The decisive word came, one evening toward the end of May, in the form of an allusion on Amherst’s part to Cicely’s approaching visit. Husband and wife were seated in the drawing-room after dinner, he with a book in hand, she bending, as usual, over the needlework which served at once as a pretext for lowered eyes, and as a means of disguising her fixed preoccupation.
“Have you worked out a plan?” he asked, laying down his book. “It occurred to me that it would be rather a good idea if we began with a sort of festivity for the kids at the day nursery. You could take Cicely there early, and I could bring out Mr. Langhope after luncheon. The whole performance would probably tire him too much.”
Justine listened with suspended thread. “Yes—that seems a good plan.”
“Will you see about the details, then?
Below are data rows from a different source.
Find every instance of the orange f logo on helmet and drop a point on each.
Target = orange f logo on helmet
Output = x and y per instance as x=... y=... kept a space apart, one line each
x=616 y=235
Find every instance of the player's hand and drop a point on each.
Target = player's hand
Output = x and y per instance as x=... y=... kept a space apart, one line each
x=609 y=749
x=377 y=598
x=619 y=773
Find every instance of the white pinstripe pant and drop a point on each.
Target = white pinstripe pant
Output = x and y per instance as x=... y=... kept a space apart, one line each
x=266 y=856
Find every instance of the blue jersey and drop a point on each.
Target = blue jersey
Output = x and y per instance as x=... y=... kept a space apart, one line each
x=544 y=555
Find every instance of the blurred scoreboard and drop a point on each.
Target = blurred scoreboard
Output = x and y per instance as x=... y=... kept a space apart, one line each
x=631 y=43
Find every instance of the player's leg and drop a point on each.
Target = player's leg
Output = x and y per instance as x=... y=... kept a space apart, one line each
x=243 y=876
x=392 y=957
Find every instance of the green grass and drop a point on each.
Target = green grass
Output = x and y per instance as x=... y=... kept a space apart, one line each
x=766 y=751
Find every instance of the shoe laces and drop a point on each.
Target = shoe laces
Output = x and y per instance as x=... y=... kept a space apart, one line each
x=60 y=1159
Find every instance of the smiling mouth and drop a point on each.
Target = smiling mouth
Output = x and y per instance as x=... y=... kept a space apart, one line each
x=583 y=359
You know it’s only a week off.”
“Yes, I know.” She hesitated, and then took the spring. “I ought to tell you John—that I—I think I may not be here….”
He raised his head abruptly, and she saw the blood mount under his fair skin. “Not be here?” he exclaimed.
She met his look as steadily as she could. “I think of going away for awhile.”
“Going away? Where? What is the matter—are you not well?”
There was her pretext—he had found it for her! Why should she not simply plead ill-health? Afterward she would find a way of elaborating the details and making them plausible. But suddenly, as she was about to speak, there came to her the feeling which, up to one fatal moment in their lives, had always ruled their intercourse—the feeling that there must be truth, and absolute truth, between them. Absolute, indeed, it could never be again, since he must never know of the condition exacted by Mr. Langhope; but that, at the moment, seemed almost a secondary motive compared to the deeper influences that were inexorably forcing them apart. At any rate, she would trump up no trivial excuse for the step she had resolved on; there should be truth, if not the whole truth, in this last decisive hour between them.